Thursday, February 3, 2011

The Butterfly Master and his Student!

Hey guys!

There is nothing that delights me more than young people showing an interest in animals, insects and the environment. Consequently, when young Andrew first approached me for the first time a couple of months ago asking for advice on starting his own Butterfly House and breeding project I was more than delighted to help him! He came up with his own design for the "house" can built a small-ish structure consisting of cardboard making up a  four posted frame with net walls for his young caterpillars and adult butterflies to live in. 
Andrew's modest butterfly house
Like most beginners, Andrew was extremely eager to begin! If I recall correctly within 2 days of him building the butterfly house, he had already caught and collected two caterpillars plus a great bunch of unidentified eggs from the Oleander plant and showed them to me.

I immediately recogised them as the Oleander Hawk Moth caterpillars (which I have raised before myself on occasion) and I told him so, and although he was slightly dissapointed that they were not butterfly larvae, he was still eager to raise his first lepidoptera.
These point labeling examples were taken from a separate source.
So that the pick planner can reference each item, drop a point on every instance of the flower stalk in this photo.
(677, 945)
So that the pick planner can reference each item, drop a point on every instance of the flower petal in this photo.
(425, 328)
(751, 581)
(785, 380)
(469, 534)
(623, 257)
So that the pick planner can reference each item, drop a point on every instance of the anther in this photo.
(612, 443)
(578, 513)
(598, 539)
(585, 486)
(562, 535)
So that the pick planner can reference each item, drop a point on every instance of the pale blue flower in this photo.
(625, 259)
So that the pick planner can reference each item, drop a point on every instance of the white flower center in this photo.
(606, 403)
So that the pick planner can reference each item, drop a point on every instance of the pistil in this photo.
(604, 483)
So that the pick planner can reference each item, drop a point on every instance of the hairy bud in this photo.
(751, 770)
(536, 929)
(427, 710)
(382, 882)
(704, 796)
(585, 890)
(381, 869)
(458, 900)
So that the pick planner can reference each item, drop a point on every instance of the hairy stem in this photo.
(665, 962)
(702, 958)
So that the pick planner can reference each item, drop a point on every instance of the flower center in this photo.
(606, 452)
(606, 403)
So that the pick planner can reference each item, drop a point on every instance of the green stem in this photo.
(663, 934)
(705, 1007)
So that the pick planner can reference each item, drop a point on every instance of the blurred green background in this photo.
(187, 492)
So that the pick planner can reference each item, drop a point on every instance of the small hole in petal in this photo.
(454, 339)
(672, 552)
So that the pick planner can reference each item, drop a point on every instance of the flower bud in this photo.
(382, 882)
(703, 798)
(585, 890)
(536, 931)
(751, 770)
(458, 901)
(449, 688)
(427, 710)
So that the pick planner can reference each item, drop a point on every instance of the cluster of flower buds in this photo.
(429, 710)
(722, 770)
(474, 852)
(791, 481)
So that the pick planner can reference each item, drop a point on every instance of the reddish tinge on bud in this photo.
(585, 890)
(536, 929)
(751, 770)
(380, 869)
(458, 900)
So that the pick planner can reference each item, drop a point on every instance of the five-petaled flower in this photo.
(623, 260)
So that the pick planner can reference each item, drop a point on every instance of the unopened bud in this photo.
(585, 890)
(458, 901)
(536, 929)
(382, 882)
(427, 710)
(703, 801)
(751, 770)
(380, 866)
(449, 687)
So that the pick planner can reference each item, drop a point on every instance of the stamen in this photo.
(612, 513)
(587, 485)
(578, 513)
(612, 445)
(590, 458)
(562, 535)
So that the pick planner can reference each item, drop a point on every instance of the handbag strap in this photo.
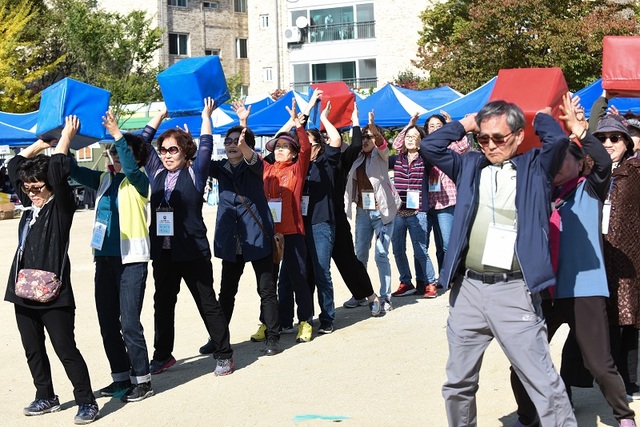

Unfortunatley though, luck wasn't on his side and through an opening in the netted walls of the butterfly house his first two caterpillars (shown above) escaped and the later one hatched from the eggs dissappeared a few days after as well. He was a little disheartened but after a bit of encouragement from me he was at it again. But hard work, is bound to pay off and eventually he found a plant just teeming with caterpillars that he collected, and showed to me for identification. Finally, success! These were DEFINITELY butterfly larvae and very familliar faces too. Familliar because they were of the very same species that I love to breed in my own Butterfly House! The Common Lime swallowtail and Common Mormon swallowtail butterfly.
Andrew came back with some 15-20 butterfly larvae in an old tupperware
This was truly amazing because I'll be honest, I've never know to find plants with such high concentration of caterpillars in the wild, even in my Garden and when the butterflies breed outside of my care, often only 5-6 caterpillars a plant can be seen. On the one hand it may simply be my praying mantises feeding on them (they are not discriminate, unfortunately) or on the other, it could simple be that the place Andrew lives is much more condusive for butterflies than the town of Kuala Lumpur. At any rate, I do wish him all the best with his 20 caterpillars and although more than likely every single one of them will turn into healthy strong adult butterflies, accidents can and do happen and deformities sometimes occur because of diseases so, cleanliness is the key! (time to clean out some of that poop Andrew!) Who knows, perhaps when I visit in Penang again next week he will have some good news for me about chrysalids!

There's a very ancient saying, but a true and honest thought; that when you become a teacher, by your pupils you'll be taught.